‘Sampalan’ then and now | Inquirer Opinion
Looking Back

‘Sampalan’ then and now

Quote card for Looking Back: ‘Sampalan’ then and now

Ross Douthat, writing in The New York Times, says that the plunging viewership for the annual Academy Awards is not about the decline of the Oscars but the end of the movies as we know it. The end began two decades ago when I opted for rental videos and discs, watching at home rather than the cinema. Then came the flood of cheap pirated DVDs. A decade ago, I started binging on long-haul flights. Middle Eastern airlines are the best, with hundreds of films on demand keeping me up from Manila to Europe. I begin watching as soon as I get to my seat, not wasting the hour from boarding to take off, and end when I disembark. This way, I can clock in four to five films per flight. Friends now provide whole seasons of content on thumb drives in case I don’t care for the in-flight selections. The final nail in the coffin of cinema viewing came in the form of cable TV and on-demand streaming like Netflix that provides a welcome distraction during the pandemic lockdown.

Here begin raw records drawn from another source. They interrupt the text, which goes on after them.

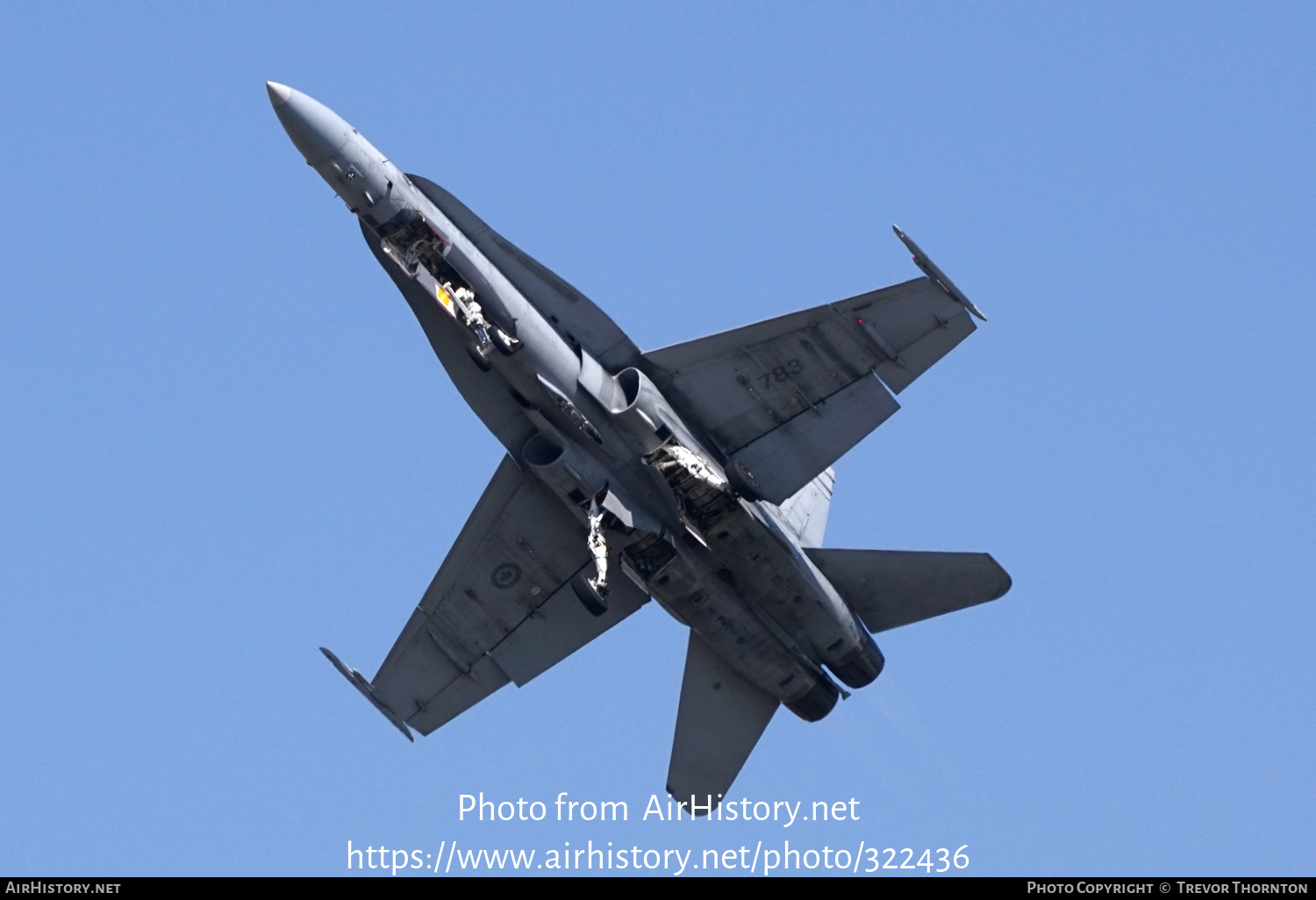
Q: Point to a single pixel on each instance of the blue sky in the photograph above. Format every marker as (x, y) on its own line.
(225, 442)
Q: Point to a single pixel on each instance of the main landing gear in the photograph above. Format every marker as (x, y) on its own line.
(592, 592)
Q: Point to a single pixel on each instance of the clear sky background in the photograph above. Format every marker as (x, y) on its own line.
(224, 439)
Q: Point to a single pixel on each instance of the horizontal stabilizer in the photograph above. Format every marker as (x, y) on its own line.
(720, 720)
(897, 587)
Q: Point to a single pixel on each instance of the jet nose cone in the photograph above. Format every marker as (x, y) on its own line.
(279, 94)
(316, 129)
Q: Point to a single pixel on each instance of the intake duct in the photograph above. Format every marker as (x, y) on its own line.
(641, 411)
(565, 468)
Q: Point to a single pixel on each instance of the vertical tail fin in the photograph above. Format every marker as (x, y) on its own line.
(805, 511)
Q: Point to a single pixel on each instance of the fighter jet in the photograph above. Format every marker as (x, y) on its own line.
(697, 475)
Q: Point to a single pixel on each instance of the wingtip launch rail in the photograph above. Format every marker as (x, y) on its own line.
(934, 273)
(368, 689)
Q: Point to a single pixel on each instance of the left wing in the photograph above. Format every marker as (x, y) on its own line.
(500, 608)
(719, 721)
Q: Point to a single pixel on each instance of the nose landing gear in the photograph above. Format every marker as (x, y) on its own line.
(592, 592)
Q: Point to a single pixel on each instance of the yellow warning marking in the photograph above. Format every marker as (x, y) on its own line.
(444, 299)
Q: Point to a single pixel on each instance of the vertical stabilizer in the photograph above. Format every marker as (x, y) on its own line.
(805, 511)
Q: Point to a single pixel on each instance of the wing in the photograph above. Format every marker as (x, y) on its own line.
(574, 315)
(897, 587)
(500, 608)
(784, 397)
(720, 718)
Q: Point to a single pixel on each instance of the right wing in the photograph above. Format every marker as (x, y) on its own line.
(500, 608)
(897, 587)
(786, 397)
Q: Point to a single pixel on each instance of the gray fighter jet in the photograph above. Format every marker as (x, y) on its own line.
(697, 475)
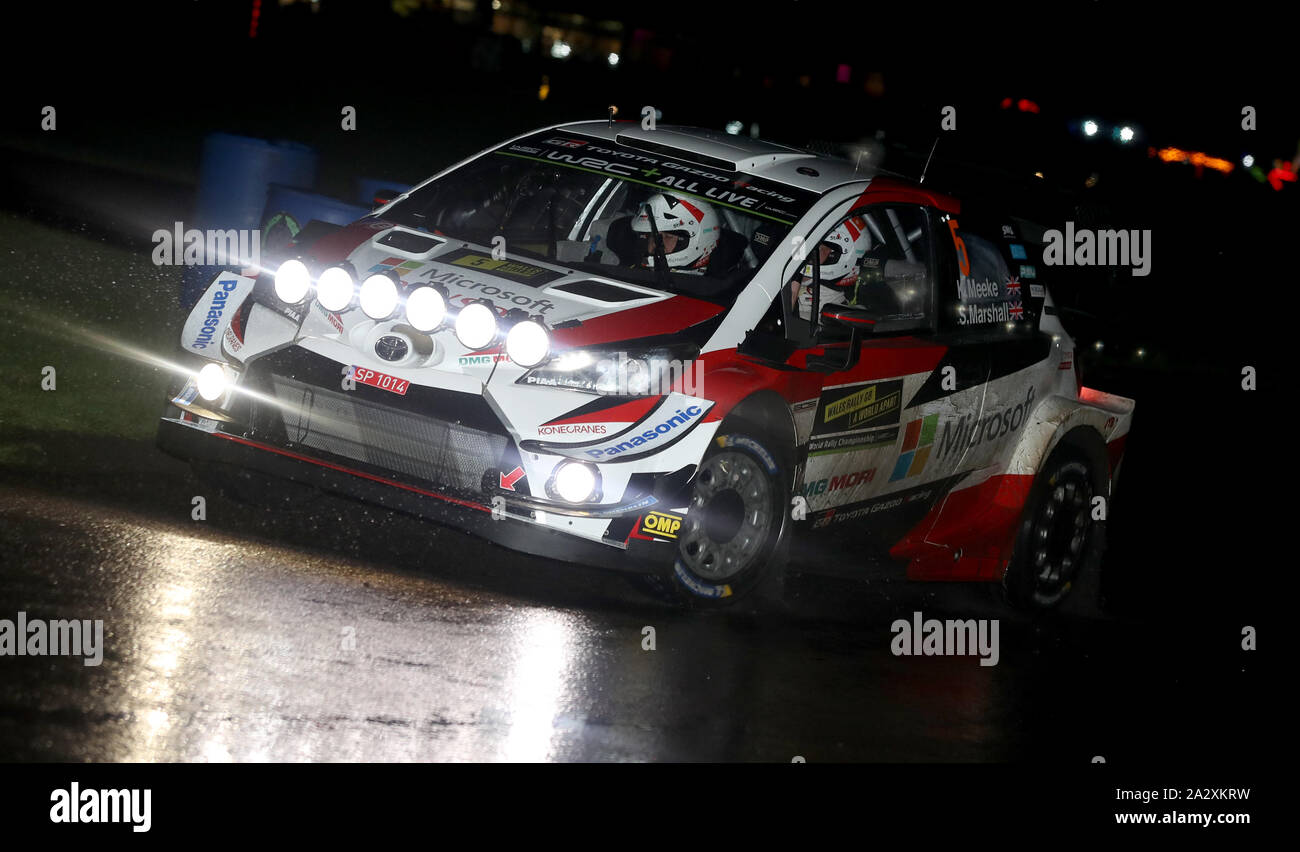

Short attention span killed the Oscars. Why watch the full three hours when you can get snippets in real-time on Twitter and Facebook? This year’s Oscars will be remembered for Will Smith who, shortly before being awarded Best Actor, got on stage and slapped the comedian who made a joke about his wife’s medically prescribed buzz cut. That slap reminded me of two slaps in Philippine history, one available on YouTube. In November 2000, during the heated debates on the impeachment of then President Joseph Estrada, San Juan Rep. Jose Mari Gonzalez slapped congressional sergeant-at-arms Bayani Fabic on live television. Gonzalez was sued in 2001 and finally sentenced in 2013 to pay P200,000 in damages.


Alas, we do not have a video of the more famous slap in Philippine history, so we are left with conflicting historical accounts on whether Gen. Antonio Luna slapped Felipe Buencamino Sr. or not. Of our many heroes, the Luna brothers stand out as excellent source material for films because their lives and deaths contain the main ingredients for box office success: love, sex, and passion. Antonio has been immortalized in Jerrold Tarog’s “Heneral Luna” (2015), Juan Luna’s tragic story has yet to be filmed.


I first heard of the Luna slap from Teodoro A. Agoncillo who related how, during a Cabinet meeting in 1899, Antonio Luna called Joaquin Buencamino, who had died in battle, a coward. Rising to his son’s defense, the bereaved Felipe Buencamino Sr. replied by blaming Luna for the loss in the Battle of Bagbag. Luna’s unauthorized withdrawal of soldiers from the battle, to settle a personal score with Gen. Tomas Mascardo, resulted in the enemy crossing Filipino lines. His honor stung, Luna stood up and slapped Buencamino in the face, a very humiliating gesture in the macho Philippines.

Another version of the same event is provided by Vivencio Jose in “The Rise and Fall of Antonio Luna” (1972), which recreates the scene complete with dialogue:


Luna: “There is another traitor whom we should be permitted to eliminate!”

Buencamino: “I deny your accusation; as for me, if there is any traitor among all those who form the government and army of the Republic, it is you because if you had not taken the one thousand soldiers armed with Mauser guns from Calumpit in order to subdue General Mascardo, without permission of the Captain General, until now the American Army would be surrounded at Malolos. This accusation of yours is as false as that denounced by you to Captain General Aguinaldo in relation to my deceased son!”

According to Vivencio Jose, Luna saw red when he heard the word “Bagbag” and lunged at Buencamino, but Severino de las Alas, then interior secretary, caught him by the arm and led him away. Victor Buencamino, son of Felipe Buencamino, noted in his memoirs that it was Aguinaldo, not De las Alas, who prevented the slap: “Luna stood up to hit my father … Aguinaldo interceded, reminding Luna that he was in the presence of the President of the Philippines, and the incident ended there.” In conversation, Aguinaldo confirmed Victor Buencamino’s version, but his 1957 autobiography, “A Second Look at America,” cowritten by Vicente Albano Pacis, refers to the slap. Filipinos love sampalan in movies and history, so was there a slap, an attempted slap, a stopped slap, or no slap at all? That’s a historiographical puzzle.